Construction brought him back to USC. His first project at his alma mater came as a consultant for Popovich Hall and Ralph and Goldy Lewis Hall. He also worked on the International Residential College at Parkside.

Asked to name his favorite projects at USC, Marsh is quick to mention the USC Caruso Catholic Center, which he describes as a “jewelry box” with intricacies around every turn. Another favorite: a hybrid cardiac operating room at Keck Medical Center of USC used by surgeon Vaughn Starnes. Marsh had to solve the puzzle of how to tear down walls and build inside a functioning hospital while keeping nearby areas immaculately clean and safe.

But USC Village is so much bigger in scale, he said. He likens it to the Los Angeles entertainment complexes Americana at Brand or L.A. Live.

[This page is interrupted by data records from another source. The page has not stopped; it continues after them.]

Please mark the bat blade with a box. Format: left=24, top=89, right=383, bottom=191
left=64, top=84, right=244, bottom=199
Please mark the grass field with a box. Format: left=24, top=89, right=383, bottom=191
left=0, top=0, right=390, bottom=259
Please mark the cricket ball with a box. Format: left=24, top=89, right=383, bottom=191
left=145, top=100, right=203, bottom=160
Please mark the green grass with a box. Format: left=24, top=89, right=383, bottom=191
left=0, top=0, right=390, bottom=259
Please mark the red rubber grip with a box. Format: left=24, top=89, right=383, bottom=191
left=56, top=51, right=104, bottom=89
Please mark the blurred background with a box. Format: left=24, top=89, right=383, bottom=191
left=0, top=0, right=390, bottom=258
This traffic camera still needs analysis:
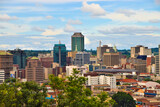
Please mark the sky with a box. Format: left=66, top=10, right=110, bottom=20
left=0, top=0, right=160, bottom=50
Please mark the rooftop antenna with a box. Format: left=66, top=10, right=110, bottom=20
left=99, top=40, right=102, bottom=47
left=75, top=45, right=77, bottom=52
left=59, top=40, right=61, bottom=67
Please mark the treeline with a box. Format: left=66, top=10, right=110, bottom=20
left=0, top=69, right=135, bottom=107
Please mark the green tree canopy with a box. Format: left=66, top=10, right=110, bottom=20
left=112, top=92, right=136, bottom=107
left=0, top=79, right=47, bottom=107
left=50, top=69, right=115, bottom=107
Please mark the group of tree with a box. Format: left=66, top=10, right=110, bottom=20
left=0, top=79, right=47, bottom=107
left=0, top=69, right=135, bottom=107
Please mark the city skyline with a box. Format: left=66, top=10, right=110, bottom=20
left=0, top=0, right=160, bottom=50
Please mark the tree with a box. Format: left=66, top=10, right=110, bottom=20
left=112, top=92, right=136, bottom=107
left=0, top=79, right=47, bottom=107
left=50, top=69, right=115, bottom=107
left=49, top=75, right=64, bottom=105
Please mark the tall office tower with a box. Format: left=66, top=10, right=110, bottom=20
left=53, top=43, right=67, bottom=67
left=103, top=52, right=120, bottom=66
left=74, top=52, right=90, bottom=66
left=155, top=55, right=160, bottom=74
left=0, top=51, right=13, bottom=79
left=129, top=55, right=147, bottom=73
left=131, top=45, right=152, bottom=58
left=71, top=33, right=84, bottom=52
left=97, top=42, right=114, bottom=60
left=25, top=57, right=44, bottom=83
left=9, top=48, right=27, bottom=69
left=158, top=45, right=160, bottom=74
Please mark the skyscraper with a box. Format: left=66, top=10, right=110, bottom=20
left=53, top=43, right=67, bottom=66
left=10, top=49, right=27, bottom=69
left=0, top=51, right=13, bottom=79
left=74, top=52, right=90, bottom=66
left=103, top=52, right=120, bottom=66
left=71, top=33, right=84, bottom=51
left=25, top=57, right=44, bottom=82
left=131, top=45, right=152, bottom=58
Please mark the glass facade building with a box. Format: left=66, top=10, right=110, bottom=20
left=53, top=44, right=67, bottom=66
left=71, top=33, right=84, bottom=52
left=10, top=49, right=27, bottom=69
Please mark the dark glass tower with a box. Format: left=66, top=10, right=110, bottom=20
left=71, top=33, right=84, bottom=51
left=53, top=43, right=67, bottom=67
left=10, top=49, right=27, bottom=69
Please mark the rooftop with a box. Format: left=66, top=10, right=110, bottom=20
left=72, top=32, right=84, bottom=37
left=31, top=56, right=39, bottom=59
left=0, top=51, right=12, bottom=55
left=95, top=69, right=137, bottom=72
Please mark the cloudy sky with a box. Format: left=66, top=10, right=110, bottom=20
left=0, top=0, right=160, bottom=50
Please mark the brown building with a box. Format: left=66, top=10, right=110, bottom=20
left=97, top=45, right=114, bottom=59
left=130, top=58, right=146, bottom=73
left=40, top=57, right=53, bottom=68
left=103, top=52, right=119, bottom=66
left=131, top=45, right=152, bottom=58
left=0, top=51, right=13, bottom=79
left=25, top=57, right=44, bottom=82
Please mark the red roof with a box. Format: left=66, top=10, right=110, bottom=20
left=119, top=79, right=137, bottom=83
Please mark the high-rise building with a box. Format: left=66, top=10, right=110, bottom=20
left=53, top=43, right=67, bottom=66
left=9, top=49, right=27, bottom=69
left=25, top=57, right=44, bottom=83
left=131, top=45, right=152, bottom=58
left=71, top=33, right=84, bottom=51
left=0, top=69, right=5, bottom=84
left=129, top=55, right=147, bottom=73
left=74, top=52, right=90, bottom=66
left=103, top=52, right=120, bottom=66
left=0, top=51, right=13, bottom=79
left=97, top=45, right=114, bottom=60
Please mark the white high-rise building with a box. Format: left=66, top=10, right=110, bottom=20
left=86, top=75, right=116, bottom=89
left=66, top=66, right=88, bottom=76
left=0, top=69, right=5, bottom=84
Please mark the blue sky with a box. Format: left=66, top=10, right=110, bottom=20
left=0, top=0, right=160, bottom=50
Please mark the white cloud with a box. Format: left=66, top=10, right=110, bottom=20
left=98, top=25, right=160, bottom=35
left=81, top=2, right=106, bottom=16
left=0, top=44, right=10, bottom=49
left=46, top=16, right=53, bottom=19
left=48, top=25, right=54, bottom=30
left=101, top=10, right=160, bottom=22
left=84, top=36, right=91, bottom=45
left=32, top=42, right=41, bottom=45
left=43, top=43, right=53, bottom=47
left=60, top=17, right=66, bottom=22
left=149, top=19, right=160, bottom=23
left=155, top=0, right=160, bottom=5
left=6, top=0, right=117, bottom=4
left=0, top=22, right=31, bottom=36
left=41, top=29, right=64, bottom=36
left=26, top=36, right=55, bottom=40
left=64, top=24, right=77, bottom=32
left=23, top=16, right=44, bottom=22
left=14, top=44, right=26, bottom=48
left=81, top=1, right=160, bottom=22
left=68, top=20, right=82, bottom=25
left=0, top=14, right=18, bottom=21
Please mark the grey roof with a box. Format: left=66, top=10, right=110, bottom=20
left=72, top=32, right=84, bottom=37
left=95, top=69, right=137, bottom=72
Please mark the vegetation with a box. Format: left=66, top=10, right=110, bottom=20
left=50, top=69, right=115, bottom=107
left=0, top=69, right=138, bottom=107
left=112, top=92, right=136, bottom=107
left=144, top=78, right=153, bottom=81
left=0, top=79, right=47, bottom=107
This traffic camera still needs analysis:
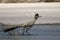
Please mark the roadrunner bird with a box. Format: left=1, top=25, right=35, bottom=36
left=4, top=13, right=41, bottom=35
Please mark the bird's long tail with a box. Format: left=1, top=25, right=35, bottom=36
left=3, top=26, right=19, bottom=32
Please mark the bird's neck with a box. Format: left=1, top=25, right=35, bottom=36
left=33, top=19, right=37, bottom=24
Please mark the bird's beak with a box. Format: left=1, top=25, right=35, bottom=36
left=39, top=16, right=42, bottom=17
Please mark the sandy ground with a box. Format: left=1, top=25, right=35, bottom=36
left=0, top=25, right=60, bottom=40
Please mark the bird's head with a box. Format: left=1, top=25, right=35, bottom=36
left=34, top=13, right=41, bottom=19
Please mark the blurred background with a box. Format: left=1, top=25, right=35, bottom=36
left=0, top=0, right=60, bottom=3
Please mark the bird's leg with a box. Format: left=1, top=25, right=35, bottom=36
left=8, top=30, right=17, bottom=36
left=26, top=28, right=30, bottom=35
left=22, top=28, right=25, bottom=35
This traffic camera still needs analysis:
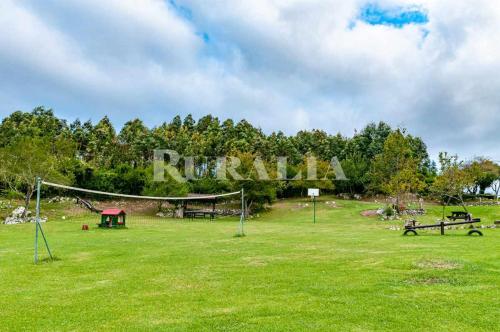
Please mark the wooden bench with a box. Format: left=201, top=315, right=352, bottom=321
left=403, top=215, right=483, bottom=236
left=446, top=211, right=472, bottom=221
left=184, top=210, right=216, bottom=220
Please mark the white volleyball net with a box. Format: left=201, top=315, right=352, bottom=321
left=40, top=181, right=245, bottom=227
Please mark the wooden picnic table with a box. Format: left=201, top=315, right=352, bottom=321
left=403, top=218, right=483, bottom=236
left=446, top=211, right=472, bottom=221
left=184, top=210, right=216, bottom=220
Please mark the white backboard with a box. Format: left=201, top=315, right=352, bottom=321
left=307, top=188, right=319, bottom=197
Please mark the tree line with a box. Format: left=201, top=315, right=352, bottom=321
left=0, top=107, right=500, bottom=208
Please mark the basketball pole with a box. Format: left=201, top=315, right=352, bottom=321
left=240, top=188, right=245, bottom=236
left=35, top=177, right=54, bottom=264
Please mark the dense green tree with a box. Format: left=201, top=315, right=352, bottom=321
left=0, top=137, right=74, bottom=215
left=371, top=130, right=424, bottom=209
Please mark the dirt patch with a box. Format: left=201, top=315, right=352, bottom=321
left=361, top=210, right=377, bottom=217
left=415, top=260, right=463, bottom=270
left=407, top=277, right=456, bottom=285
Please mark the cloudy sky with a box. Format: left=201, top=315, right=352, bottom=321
left=0, top=0, right=500, bottom=160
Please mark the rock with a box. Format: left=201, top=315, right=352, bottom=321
left=3, top=206, right=48, bottom=225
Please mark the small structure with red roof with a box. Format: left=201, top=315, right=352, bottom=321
left=98, top=209, right=127, bottom=228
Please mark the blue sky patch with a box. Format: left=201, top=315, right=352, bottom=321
left=168, top=0, right=193, bottom=21
left=359, top=3, right=429, bottom=28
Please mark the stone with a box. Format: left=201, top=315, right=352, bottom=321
left=3, top=206, right=48, bottom=225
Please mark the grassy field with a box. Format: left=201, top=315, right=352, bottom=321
left=0, top=200, right=500, bottom=331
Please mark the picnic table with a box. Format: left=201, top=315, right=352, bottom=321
left=184, top=210, right=216, bottom=220
left=446, top=211, right=472, bottom=221
left=403, top=218, right=483, bottom=236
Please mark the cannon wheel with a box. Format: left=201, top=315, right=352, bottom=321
left=467, top=229, right=483, bottom=236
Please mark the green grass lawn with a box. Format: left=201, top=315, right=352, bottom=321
left=0, top=200, right=500, bottom=331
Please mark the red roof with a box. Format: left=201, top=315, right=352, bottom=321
left=101, top=208, right=126, bottom=216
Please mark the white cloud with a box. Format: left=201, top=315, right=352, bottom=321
left=0, top=0, right=500, bottom=159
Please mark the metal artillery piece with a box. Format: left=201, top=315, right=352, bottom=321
left=403, top=211, right=483, bottom=236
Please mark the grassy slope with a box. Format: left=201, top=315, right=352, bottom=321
left=0, top=201, right=500, bottom=331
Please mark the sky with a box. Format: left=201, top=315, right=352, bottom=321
left=0, top=0, right=500, bottom=160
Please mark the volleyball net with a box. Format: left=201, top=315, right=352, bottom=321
left=35, top=179, right=246, bottom=263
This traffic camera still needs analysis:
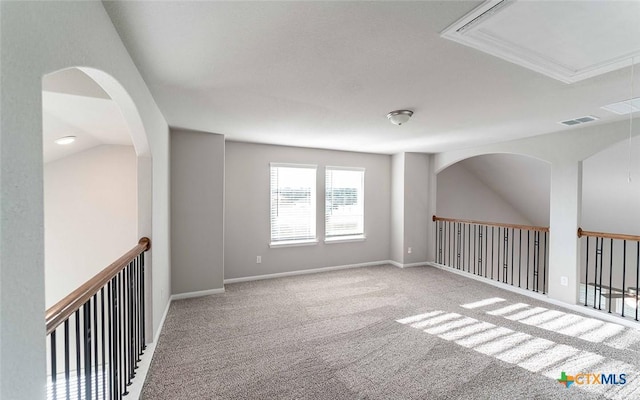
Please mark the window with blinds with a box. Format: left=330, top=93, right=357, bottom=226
left=325, top=167, right=364, bottom=239
left=271, top=163, right=316, bottom=245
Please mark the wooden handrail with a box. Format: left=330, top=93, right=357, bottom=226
left=45, top=237, right=151, bottom=335
left=578, top=228, right=640, bottom=242
left=432, top=215, right=549, bottom=232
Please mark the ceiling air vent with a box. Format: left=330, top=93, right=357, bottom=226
left=560, top=115, right=599, bottom=126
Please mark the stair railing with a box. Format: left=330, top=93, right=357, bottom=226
left=45, top=237, right=151, bottom=400
left=578, top=228, right=640, bottom=321
left=433, top=215, right=549, bottom=294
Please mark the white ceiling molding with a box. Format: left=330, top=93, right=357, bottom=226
left=441, top=0, right=640, bottom=83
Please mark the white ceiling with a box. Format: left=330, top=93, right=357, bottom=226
left=103, top=1, right=640, bottom=154
left=443, top=0, right=640, bottom=83
left=42, top=68, right=132, bottom=163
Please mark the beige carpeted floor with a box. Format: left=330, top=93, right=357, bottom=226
left=142, top=266, right=640, bottom=400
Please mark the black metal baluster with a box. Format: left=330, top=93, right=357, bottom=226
left=511, top=228, right=516, bottom=286
left=609, top=238, right=613, bottom=314
left=484, top=226, right=489, bottom=278
left=527, top=231, right=531, bottom=290
left=584, top=236, right=589, bottom=307
left=49, top=330, right=58, bottom=400
left=491, top=226, right=495, bottom=279
left=436, top=221, right=442, bottom=264
left=593, top=236, right=602, bottom=308
left=442, top=221, right=449, bottom=266
left=113, top=274, right=122, bottom=399
left=502, top=228, right=509, bottom=283
left=139, top=253, right=147, bottom=350
left=622, top=240, right=627, bottom=317
left=75, top=309, right=82, bottom=398
left=518, top=229, right=522, bottom=287
left=636, top=242, right=640, bottom=321
left=107, top=277, right=118, bottom=399
left=598, top=238, right=604, bottom=310
left=469, top=225, right=480, bottom=274
left=496, top=227, right=502, bottom=282
left=453, top=223, right=464, bottom=269
left=542, top=232, right=547, bottom=294
left=93, top=293, right=100, bottom=398
left=64, top=318, right=70, bottom=400
left=126, top=262, right=137, bottom=385
left=533, top=231, right=540, bottom=293
left=473, top=226, right=483, bottom=276
left=131, top=258, right=140, bottom=368
left=82, top=299, right=93, bottom=399
left=118, top=271, right=129, bottom=396
left=100, top=286, right=107, bottom=400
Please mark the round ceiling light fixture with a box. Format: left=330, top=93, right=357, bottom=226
left=55, top=136, right=76, bottom=145
left=387, top=110, right=413, bottom=125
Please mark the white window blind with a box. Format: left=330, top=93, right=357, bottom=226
left=271, top=163, right=316, bottom=243
left=325, top=167, right=364, bottom=238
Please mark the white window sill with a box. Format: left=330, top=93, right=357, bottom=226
left=269, top=239, right=318, bottom=249
left=324, top=235, right=367, bottom=244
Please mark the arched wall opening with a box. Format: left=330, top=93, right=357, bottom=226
left=435, top=153, right=551, bottom=293
left=42, top=67, right=152, bottom=324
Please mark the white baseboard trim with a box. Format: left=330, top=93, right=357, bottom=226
left=127, top=298, right=171, bottom=400
left=171, top=288, right=224, bottom=301
left=388, top=260, right=430, bottom=268
left=224, top=260, right=391, bottom=285
left=427, top=262, right=640, bottom=330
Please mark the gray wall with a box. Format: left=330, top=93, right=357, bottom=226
left=404, top=153, right=431, bottom=264
left=390, top=153, right=405, bottom=264
left=228, top=142, right=391, bottom=279
left=44, top=145, right=139, bottom=308
left=437, top=163, right=532, bottom=225
left=0, top=1, right=169, bottom=400
left=391, top=153, right=432, bottom=266
left=171, top=129, right=224, bottom=294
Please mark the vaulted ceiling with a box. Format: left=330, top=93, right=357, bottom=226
left=104, top=1, right=640, bottom=154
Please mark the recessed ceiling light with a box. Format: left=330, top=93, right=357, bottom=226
left=387, top=110, right=413, bottom=125
left=559, top=115, right=600, bottom=126
left=56, top=136, right=76, bottom=145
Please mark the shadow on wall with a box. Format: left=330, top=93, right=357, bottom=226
left=436, top=154, right=551, bottom=226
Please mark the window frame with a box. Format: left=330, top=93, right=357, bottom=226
left=324, top=165, right=367, bottom=244
left=269, top=162, right=318, bottom=248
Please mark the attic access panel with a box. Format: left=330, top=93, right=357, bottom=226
left=441, top=0, right=640, bottom=83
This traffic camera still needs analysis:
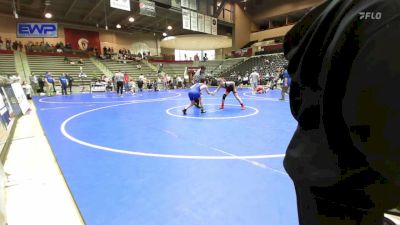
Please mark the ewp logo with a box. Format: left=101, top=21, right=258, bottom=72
left=359, top=12, right=382, bottom=20
left=17, top=23, right=58, bottom=38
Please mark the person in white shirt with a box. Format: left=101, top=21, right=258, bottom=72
left=250, top=68, right=260, bottom=94
left=22, top=81, right=32, bottom=99
left=115, top=71, right=124, bottom=96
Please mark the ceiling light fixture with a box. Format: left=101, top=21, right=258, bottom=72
left=44, top=13, right=53, bottom=19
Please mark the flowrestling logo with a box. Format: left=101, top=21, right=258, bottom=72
left=17, top=23, right=58, bottom=38
left=359, top=12, right=382, bottom=20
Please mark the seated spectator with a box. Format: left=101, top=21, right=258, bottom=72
left=22, top=81, right=32, bottom=99
left=64, top=56, right=70, bottom=64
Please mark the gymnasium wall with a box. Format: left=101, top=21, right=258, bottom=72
left=0, top=15, right=160, bottom=55
left=252, top=0, right=323, bottom=21
left=233, top=4, right=257, bottom=49
left=250, top=25, right=294, bottom=41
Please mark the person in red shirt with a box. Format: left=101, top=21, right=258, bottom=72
left=124, top=72, right=129, bottom=92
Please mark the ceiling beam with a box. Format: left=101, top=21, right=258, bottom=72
left=100, top=9, right=118, bottom=24
left=64, top=0, right=79, bottom=18
left=214, top=0, right=227, bottom=18
left=82, top=0, right=104, bottom=21
left=128, top=25, right=163, bottom=33
left=140, top=18, right=167, bottom=29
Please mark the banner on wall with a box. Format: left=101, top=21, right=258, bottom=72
left=110, top=0, right=131, bottom=11
left=171, top=0, right=181, bottom=8
left=182, top=9, right=190, bottom=30
left=197, top=13, right=204, bottom=32
left=189, top=0, right=197, bottom=10
left=11, top=83, right=30, bottom=115
left=64, top=28, right=101, bottom=51
left=190, top=11, right=198, bottom=31
left=204, top=16, right=211, bottom=34
left=17, top=23, right=58, bottom=38
left=211, top=18, right=218, bottom=35
left=139, top=0, right=156, bottom=17
left=181, top=0, right=189, bottom=8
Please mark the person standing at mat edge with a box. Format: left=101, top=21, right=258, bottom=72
left=115, top=70, right=124, bottom=96
left=279, top=66, right=291, bottom=101
left=284, top=0, right=400, bottom=225
left=60, top=73, right=68, bottom=95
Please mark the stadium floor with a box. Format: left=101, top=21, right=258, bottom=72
left=34, top=89, right=298, bottom=225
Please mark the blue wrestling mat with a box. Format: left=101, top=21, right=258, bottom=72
left=34, top=90, right=298, bottom=225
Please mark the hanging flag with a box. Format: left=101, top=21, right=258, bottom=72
left=182, top=9, right=190, bottom=30
left=197, top=13, right=204, bottom=32
left=110, top=0, right=131, bottom=11
left=189, top=0, right=197, bottom=10
left=181, top=0, right=189, bottom=8
left=139, top=0, right=156, bottom=17
left=211, top=18, right=218, bottom=35
left=190, top=11, right=198, bottom=31
left=171, top=0, right=181, bottom=8
left=204, top=16, right=211, bottom=34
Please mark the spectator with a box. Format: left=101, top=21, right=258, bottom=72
left=203, top=53, right=208, bottom=62
left=250, top=68, right=260, bottom=94
left=22, top=81, right=32, bottom=99
left=44, top=72, right=56, bottom=96
left=38, top=76, right=46, bottom=93
left=129, top=79, right=136, bottom=93
left=115, top=70, right=124, bottom=96
left=60, top=73, right=68, bottom=95
left=284, top=0, right=400, bottom=225
left=12, top=41, right=18, bottom=51
left=193, top=66, right=206, bottom=83
left=18, top=41, right=24, bottom=52
left=124, top=72, right=130, bottom=92
left=137, top=75, right=144, bottom=92
left=29, top=73, right=39, bottom=93
left=6, top=39, right=11, bottom=50
left=193, top=53, right=200, bottom=67
left=65, top=73, right=74, bottom=94
left=279, top=66, right=291, bottom=101
left=64, top=56, right=70, bottom=64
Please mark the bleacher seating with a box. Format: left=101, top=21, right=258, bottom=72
left=153, top=58, right=243, bottom=77
left=221, top=54, right=287, bottom=79
left=0, top=53, right=16, bottom=75
left=153, top=62, right=193, bottom=77
left=209, top=58, right=244, bottom=77
left=102, top=60, right=157, bottom=80
left=27, top=55, right=103, bottom=85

“The glitteringly obvious picture is 1.2 million square feet, six buildings, 15 acres, 2,700 beds, $700 million,” he said. “You start throwing those numbers out and it seems like so much to handle.” USC Village’s fast-track construction schedule required precise planning and timing.

Happily, on the largest and most scrutinized project of his career, Marsh has the luxury of hiring top talent and the discretion to do things right.

We are at a private institution where we get the cream of the crop — the best contractors, the best subcontractors.

Willy Marsh

“We are at a private institution where we get the cream of the crop — the best contractors, the best subcontractors,” he said.

He can make decisions like spending more for higher-quality shower enclosures because the original choice proved too flimsy and made for a poor investment for the university.

His trophies

These days there’s a bounce in Marsh’s stride. With only 20 months remaining until the first students move into their residential colleges, he’s confident that USC Village will be successful. “I’m excited,” he said, “and I’m extremely proud.”

So who cares if his name isn’t carved in the stonework? 

“Part of my pride,” Marsh said, his gaze sweeping from McCarthy Honors College toward the as-yet-unnamed Building 9, “is I can show my son and daughters, my wife, my mother and father: These are my trophies. I did this.”